# Weekend Hike in early November



## sgeo (Oct 31, 2001)

First post - quick question for you all.

My wife and I are going to be in the Conway area the first weekend in November.  Barring weather warnings (looks good so far), we were planning a relatively easy hike (Whiteface, Tecumseh etc) that was fairly short in duration and difficulty (for a 4000 footer).  Generally, is this time of year still feasible for this type of hike (day only then retire to an inn) and can it be done safely with the usual layers of clothes and a small daypack with some emergency gear?

Thanks.


----------



## RJ (Nov 1, 2001)

The short answer is yes; both hikes can be done with daypacks. I do find it odd however; that you would choose both Whiteface and Tecumseh especially given that you are staying in the Conway area. If I were you, I would choose something closer to Conway. You could do Mt Tom, Mt Willey, Mt Carrigain or Mt Passaconaway without having to drive hours.
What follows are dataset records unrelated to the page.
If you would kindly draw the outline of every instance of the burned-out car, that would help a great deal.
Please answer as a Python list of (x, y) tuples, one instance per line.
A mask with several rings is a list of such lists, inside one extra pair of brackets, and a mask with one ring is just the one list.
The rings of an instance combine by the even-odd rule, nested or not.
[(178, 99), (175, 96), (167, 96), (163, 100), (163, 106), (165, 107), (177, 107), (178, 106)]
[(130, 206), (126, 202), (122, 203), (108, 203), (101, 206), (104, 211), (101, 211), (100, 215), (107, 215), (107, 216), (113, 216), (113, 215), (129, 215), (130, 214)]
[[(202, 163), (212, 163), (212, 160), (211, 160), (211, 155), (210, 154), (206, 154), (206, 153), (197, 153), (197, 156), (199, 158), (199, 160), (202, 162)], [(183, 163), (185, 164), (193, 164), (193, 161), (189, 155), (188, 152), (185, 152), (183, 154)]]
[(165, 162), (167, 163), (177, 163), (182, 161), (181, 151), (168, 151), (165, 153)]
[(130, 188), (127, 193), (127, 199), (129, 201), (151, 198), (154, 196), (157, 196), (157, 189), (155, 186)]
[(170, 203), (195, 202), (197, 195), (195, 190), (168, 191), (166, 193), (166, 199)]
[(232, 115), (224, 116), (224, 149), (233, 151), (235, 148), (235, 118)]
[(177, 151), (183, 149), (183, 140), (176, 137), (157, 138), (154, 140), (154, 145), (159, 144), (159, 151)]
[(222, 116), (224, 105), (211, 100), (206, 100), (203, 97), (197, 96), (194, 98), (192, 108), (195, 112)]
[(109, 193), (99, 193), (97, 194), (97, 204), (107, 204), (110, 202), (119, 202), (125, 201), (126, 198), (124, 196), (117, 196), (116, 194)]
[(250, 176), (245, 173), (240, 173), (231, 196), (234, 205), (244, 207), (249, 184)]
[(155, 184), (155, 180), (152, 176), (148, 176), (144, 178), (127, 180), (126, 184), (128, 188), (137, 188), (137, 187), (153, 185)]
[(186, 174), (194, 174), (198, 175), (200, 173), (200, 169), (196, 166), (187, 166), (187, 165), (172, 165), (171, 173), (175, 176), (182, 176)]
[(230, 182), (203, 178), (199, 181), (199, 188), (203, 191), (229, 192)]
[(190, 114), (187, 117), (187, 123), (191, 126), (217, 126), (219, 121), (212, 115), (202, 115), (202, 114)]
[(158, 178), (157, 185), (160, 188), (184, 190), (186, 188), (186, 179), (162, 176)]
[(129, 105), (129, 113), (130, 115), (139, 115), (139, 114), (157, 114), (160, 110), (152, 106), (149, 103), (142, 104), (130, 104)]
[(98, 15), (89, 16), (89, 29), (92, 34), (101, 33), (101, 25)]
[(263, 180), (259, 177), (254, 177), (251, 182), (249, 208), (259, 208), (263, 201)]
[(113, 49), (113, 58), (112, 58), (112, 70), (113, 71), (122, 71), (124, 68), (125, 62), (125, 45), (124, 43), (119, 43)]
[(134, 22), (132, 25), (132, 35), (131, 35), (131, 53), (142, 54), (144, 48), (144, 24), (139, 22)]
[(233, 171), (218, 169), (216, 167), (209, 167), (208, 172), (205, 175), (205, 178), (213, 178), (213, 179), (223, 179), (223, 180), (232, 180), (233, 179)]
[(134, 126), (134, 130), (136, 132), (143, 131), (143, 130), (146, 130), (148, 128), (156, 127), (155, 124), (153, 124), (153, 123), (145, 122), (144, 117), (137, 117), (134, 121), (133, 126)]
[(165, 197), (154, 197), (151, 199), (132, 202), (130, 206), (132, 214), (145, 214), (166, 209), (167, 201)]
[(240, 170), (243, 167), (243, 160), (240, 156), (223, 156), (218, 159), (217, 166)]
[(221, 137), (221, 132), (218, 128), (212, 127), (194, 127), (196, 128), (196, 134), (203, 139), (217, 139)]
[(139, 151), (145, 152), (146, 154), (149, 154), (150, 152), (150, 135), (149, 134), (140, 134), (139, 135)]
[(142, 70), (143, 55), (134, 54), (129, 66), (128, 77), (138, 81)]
There are a number of great hikes along both Route 302 and the Kancamagus that are all within an hour drive of Conway. Have fun!


----------



## Mike P. (Nov 2, 2001)

Agree with RJ for driving but depending on Whiteface ascent, the Ledges on the south side might be icy.  I'd avoid Whiteface if I was going with my wife & easy was what we had in mine.

My choices for easy & good views with day packs:  Osceola (another long drive), Pierce, Jackson, Tom, Carrigain (before Road is closed) Middle Carter (easy??), Hale, Waumbek (last two are now driving a bit)

Better yet, do a non 4,000 footer.  The Moats, Kearsarge North, Tremont, Crawford Shelbourne Moriah (probably not Easy), East Royce  steep but not using hands & short depending on approach.  All worthy objectives.


----------



## sgeo (Nov 13, 2001)

We ended up doing North Doublehead then South Doublehead - which was a lost closer to where we were staying.  It was a decent hike (we took the new path to the old path and finished up with a loop back to the car on the doublehead ski trail.  Roundtrip (with a lunch up top) it took a little over four hours.  As a FYI, they have a cabin on top that you can rent for 20 bucks a night.


----------



## Mike P. (Nov 14, 2001)

Thanks for the update.  That is one of the loops I keep in the back of my head for sometime but never seem to get to. Almost got there last year, views sound pretty good from the few open ledges too.


----------